A new landmark floating over the Danube

Linz, Austria. The new bridge over the Danube in Linz is an elegant landmark for the capital of the Upper Austria region. One of the many challenges posed by this flexible suspension bridge were the expansion joints. The large rotations of up to ±58 ‰! at the ends of the support structures called for a custommade solution: swivel joist expansion joints from MAURER.

The fifth bridge over the river Danube in Linz is part of the A 26 bypass project, which aims to connect the A 7 motorway with the B 127 on Rohrbacher Strasse. Once complete, the bypass will both reduce traffic in the city centre and shorten journey times for commuters travelling from the west.

Measuring 305.55 m in length and 22.5 m in width, the bridge is the only suspension bridge over the Danube in Austria – and it is a true suspension bridge. The 500-metre-long suspension cables are anchored directly in the rock, while the access and exit ramps are located in tunnels at the north and south ends of the bridge. The bridge is the longest earth-anchored suspension bridge of its kind, and appears to float elegantly over the Danube without any piers.

The superstructure features a composite design consisting of a single-cell steel-box girder with a concrete deck. This keeps the bridge slim and elegant, making it a landmark that is already being praised for its combination of form and function.

Light, flexible, stable
An optically light design generally brings a number of technical challenges, and the bridge in Linz was no exception. The compact conditions on site also made the project tougher for everyone involved. These challenges could only be over- come through detailed planning and solutions, together with intensive teamwork.

MAURER was tasked with one of the most decisive elements: the transition from the bridge into the tunnels. Due to its comparatively light and soft design, the bridge is subject to relatively large movements and rotations at its ends on the north and south banks.
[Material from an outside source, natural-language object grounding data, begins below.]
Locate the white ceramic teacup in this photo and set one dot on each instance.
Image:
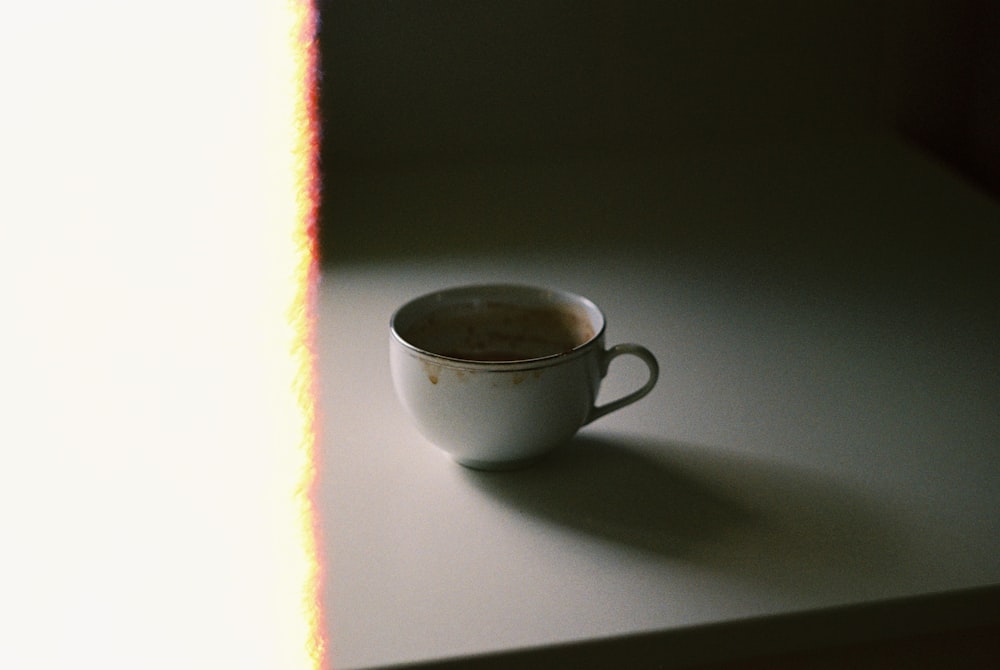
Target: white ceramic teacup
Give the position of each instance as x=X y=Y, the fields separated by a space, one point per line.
x=498 y=375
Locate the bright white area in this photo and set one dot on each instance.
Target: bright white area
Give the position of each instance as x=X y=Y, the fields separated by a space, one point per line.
x=150 y=435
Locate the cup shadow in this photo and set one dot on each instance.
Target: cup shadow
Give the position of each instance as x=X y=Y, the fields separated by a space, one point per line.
x=718 y=509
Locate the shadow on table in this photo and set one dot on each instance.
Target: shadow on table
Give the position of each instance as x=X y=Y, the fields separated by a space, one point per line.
x=720 y=510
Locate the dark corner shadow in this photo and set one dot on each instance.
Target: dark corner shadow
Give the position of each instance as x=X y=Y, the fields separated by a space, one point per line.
x=720 y=510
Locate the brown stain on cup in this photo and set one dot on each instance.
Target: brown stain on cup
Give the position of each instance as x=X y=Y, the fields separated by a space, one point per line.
x=433 y=372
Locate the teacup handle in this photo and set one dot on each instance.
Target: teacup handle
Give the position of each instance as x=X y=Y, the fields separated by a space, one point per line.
x=609 y=355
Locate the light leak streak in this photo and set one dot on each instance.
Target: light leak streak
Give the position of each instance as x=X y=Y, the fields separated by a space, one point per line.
x=157 y=266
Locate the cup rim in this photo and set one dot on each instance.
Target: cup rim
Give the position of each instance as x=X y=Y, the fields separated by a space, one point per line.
x=499 y=288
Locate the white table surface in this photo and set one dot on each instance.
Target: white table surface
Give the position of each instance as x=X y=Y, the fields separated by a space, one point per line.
x=825 y=430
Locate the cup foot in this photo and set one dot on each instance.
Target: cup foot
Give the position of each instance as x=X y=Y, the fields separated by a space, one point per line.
x=497 y=466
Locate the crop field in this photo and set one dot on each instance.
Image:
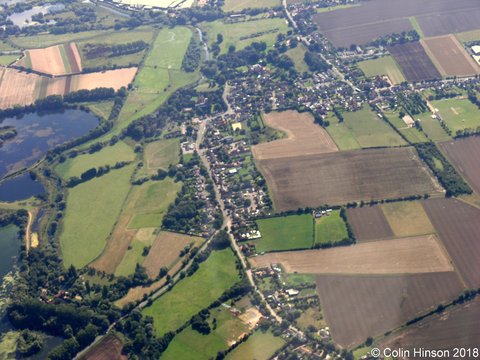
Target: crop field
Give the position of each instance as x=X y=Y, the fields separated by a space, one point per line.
x=217 y=274
x=421 y=254
x=54 y=60
x=458 y=226
x=416 y=65
x=165 y=251
x=304 y=137
x=452 y=58
x=383 y=66
x=109 y=155
x=463 y=154
x=455 y=328
x=259 y=346
x=81 y=244
x=369 y=223
x=341 y=177
x=285 y=233
x=330 y=229
x=357 y=307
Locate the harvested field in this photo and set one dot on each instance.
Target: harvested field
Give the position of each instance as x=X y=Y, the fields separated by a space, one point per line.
x=357 y=307
x=304 y=137
x=341 y=177
x=455 y=328
x=369 y=223
x=414 y=62
x=451 y=57
x=463 y=154
x=165 y=251
x=458 y=226
x=420 y=254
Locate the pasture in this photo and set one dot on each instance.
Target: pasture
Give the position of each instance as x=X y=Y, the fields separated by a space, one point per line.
x=376 y=304
x=217 y=274
x=342 y=177
x=421 y=254
x=81 y=244
x=285 y=233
The bridge is connected to the ends by means of expansion joint constructions. These allow for displacements and rotations in the structure, while also absorbing the traffic loads. Displacements usually result from temperature fluctuations in the superstructure, for example. Rotations at the ends of the superstructure can be caused by deflection of the superstructure and/or the cables expanding due to temperature. The specific expansion joints used in Linz are known as swivel joist expansion joints. Unlike other expansion joints, these can allow for displacements in all directions and rotations in all axes.

The swivel joists were designed, built and installed in order to provide a permanent solution to the large rotations of up to ±58 ‰! around the bridge’s lateral axis at both ends of the superstructure.

A pair of noise-insulated expansion joint constructions were fitted in the summer of 2023. Each of these measures around 23 m in length, with a movement capacity of 570 mm (XLS 600) and 665 mm (XLS 700) respectively.

Additional noise reduction
The surface of the expansion joints features special rhomboid plates that reduce the noise of vehicles passing over by 50-60%. In addition, MAURER developed a special insulating system to enclose the underside of the bridge (see cross-section) and further reduce noise emissions significantly. This can be easily opened and closed again at any time for inspections and assessments of the expansion joints from below via the gap in the structure. As a result, the noise level at the expansion joint construction is only slightly higher than that of the normal road surface – an outstanding achievement given the size of the components.

Construction of the new bridge over the Danube began in January 2019. It was approved for use by traffic in November 2024, initially with only one lane in each direction for local traffic. Once the next section of the A 26 is completed in 2028, the bridge will open to traffic on two lanes with hard shoulders.

ASFINAG (Autobahnen- und Schnellstrassen Finanzierungs-AG) is responsible for managing the entire project.